L’inefficience – prévisible et désormais avérée – de cette circulaire (des dizaines de milliers d’AA lésés et moins de 300 demandes de rachat…) ont conduit ce député de la majorité à proposer un élargissement de l’action sociale du régime des AA pour aider au rachat des cotisations qui dans le passé n’ont jamais été appelées par l’AGESSA.

Mais le décret pris par le gouvernement relatif à cet amendement n’a pas prévu en corollaire une augmentation du budget alloué qui est limité à 2 % de la contribution diffuseur en vertu de l’article R382-30-1 du code de la sécurité sociale.

Ainsi le périmètre de l’action sociale – défini par l’article L382-7 du code de la sécurité sociale – a été modifié par la LOI n°2021-1754 du 23 décembre 2021 - art. 109 sans rien changer en matière de financement de l’action sociale.

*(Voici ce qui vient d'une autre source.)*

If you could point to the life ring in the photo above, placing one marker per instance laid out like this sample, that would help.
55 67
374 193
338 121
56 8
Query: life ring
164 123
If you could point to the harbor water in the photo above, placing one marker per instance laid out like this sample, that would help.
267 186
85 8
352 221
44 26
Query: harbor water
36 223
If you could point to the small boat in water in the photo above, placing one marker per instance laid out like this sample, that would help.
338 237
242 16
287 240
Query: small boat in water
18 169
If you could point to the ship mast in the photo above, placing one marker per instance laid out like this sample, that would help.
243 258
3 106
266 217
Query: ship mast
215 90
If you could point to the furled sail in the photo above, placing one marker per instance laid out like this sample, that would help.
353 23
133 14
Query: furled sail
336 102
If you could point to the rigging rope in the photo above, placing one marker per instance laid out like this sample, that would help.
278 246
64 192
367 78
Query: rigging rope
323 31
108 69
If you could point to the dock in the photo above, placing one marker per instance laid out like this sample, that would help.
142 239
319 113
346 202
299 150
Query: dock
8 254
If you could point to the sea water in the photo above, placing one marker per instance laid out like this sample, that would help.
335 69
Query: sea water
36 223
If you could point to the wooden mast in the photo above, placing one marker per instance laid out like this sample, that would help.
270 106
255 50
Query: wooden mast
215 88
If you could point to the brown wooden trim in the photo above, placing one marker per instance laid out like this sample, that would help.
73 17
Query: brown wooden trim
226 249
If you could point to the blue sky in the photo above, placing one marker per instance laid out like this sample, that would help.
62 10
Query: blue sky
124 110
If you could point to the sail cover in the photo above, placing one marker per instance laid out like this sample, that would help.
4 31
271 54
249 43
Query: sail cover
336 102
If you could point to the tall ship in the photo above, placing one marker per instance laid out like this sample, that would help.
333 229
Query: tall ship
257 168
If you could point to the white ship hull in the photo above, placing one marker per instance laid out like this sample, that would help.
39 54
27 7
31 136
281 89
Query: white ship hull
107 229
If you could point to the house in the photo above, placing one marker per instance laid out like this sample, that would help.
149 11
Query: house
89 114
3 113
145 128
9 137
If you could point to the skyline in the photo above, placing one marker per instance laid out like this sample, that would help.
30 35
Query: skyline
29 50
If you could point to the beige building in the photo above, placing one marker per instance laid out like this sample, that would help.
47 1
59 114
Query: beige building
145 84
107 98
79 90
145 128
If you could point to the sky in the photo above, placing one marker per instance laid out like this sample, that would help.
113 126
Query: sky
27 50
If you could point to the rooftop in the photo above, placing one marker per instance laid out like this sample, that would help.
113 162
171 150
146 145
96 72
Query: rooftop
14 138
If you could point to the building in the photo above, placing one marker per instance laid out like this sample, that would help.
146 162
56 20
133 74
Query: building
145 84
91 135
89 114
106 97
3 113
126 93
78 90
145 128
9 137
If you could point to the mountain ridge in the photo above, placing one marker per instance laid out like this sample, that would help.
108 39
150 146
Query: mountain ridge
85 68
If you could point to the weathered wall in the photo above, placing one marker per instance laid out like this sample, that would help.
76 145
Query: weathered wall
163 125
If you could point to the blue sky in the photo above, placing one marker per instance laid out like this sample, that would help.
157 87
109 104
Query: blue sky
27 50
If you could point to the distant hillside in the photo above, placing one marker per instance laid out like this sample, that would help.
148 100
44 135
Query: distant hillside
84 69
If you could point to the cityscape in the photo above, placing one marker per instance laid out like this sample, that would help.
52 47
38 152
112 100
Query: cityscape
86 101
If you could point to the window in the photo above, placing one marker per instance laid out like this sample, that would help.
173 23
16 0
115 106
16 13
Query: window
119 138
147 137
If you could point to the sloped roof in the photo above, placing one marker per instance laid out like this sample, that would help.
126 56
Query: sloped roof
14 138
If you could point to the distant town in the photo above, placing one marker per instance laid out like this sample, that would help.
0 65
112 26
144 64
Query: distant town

Article_L382-7_Code-de-la-Securite-Sociale_Legifrance

Or, avant la dégradation de l’action sociale du régime à partir de 2014, le budget alloué annuellement à la commission d’action sociale ne couvrait pas les besoins annuels des demandeurs. Le 16 avril 2014, les membres de la Commission d’Action Sociale s’étaient réunis en séance extraordinaire avec les représentants des ministères de tutelle. Un courrier des membres de la Commission à la ministre de la Santé en mai 2014 fait clairement le point sur la situation de sous-financement structurel de l’action sociale du régime des AA.

Il est donc inconséquent de la part du gouvernement de n’avoir pas prévu simultanément à l’augmentation des dépenses d’action sociale, une augmentation des recettes, par exemple via la majoration du taux mentionné à l’article R382-30-1 du code de la sécurité sociale.

Le problème structurel de sous-financement de l’action sociale du régime des AA n’est pas criant dans l’immédiat car la dégradation de l’action sociale depuis la suspension des conseils d’administration a engendré une grande faiblesse des aides accordées, tant en nombre qu’en montant. De cette incurie, il résulte des réserves accumulées ces dernières années qui permettent pour l’instant de répondre aux besoins des demandeurs. Mais en regard de ce problème structurel de sous-financement, une solution pérenne doit être trouvée impérativement avant de ne plus pouvoir répondre aux demandes des AA.

L’article D382-5 du code de la sécurité sociale précise au 1° que 50 % du budget alloué à la commission d’action sociale peut désormais être consacré à l’aide au rachat des cotisations prescrites. Autrement dit, le budget annuel de l’aide à la surcotisation risque d’être réduit de moitié prochainement alors qu’il était déjà insuffisant structurellement.
L’article D382-5 précise aussi au 2° les plafonds de l’aide au rachat des cotisations prescrites. Ainsi l’aide ne peut excéder ni 50 % de la valeur mensuelle du plafond de la sécurité sociale (soit en 2023 : 50 % x 3 666 € = 1 833 €), ni 50 % du coût de la régularisation des cotisations vieillesse prescrites.
Autrement dit, la prise en charge par la commission d’action sociale est limitée à la moitié du montant dû et plafonnée à 50 % de la valeur mensuelle du plafond de la sécurité sociale.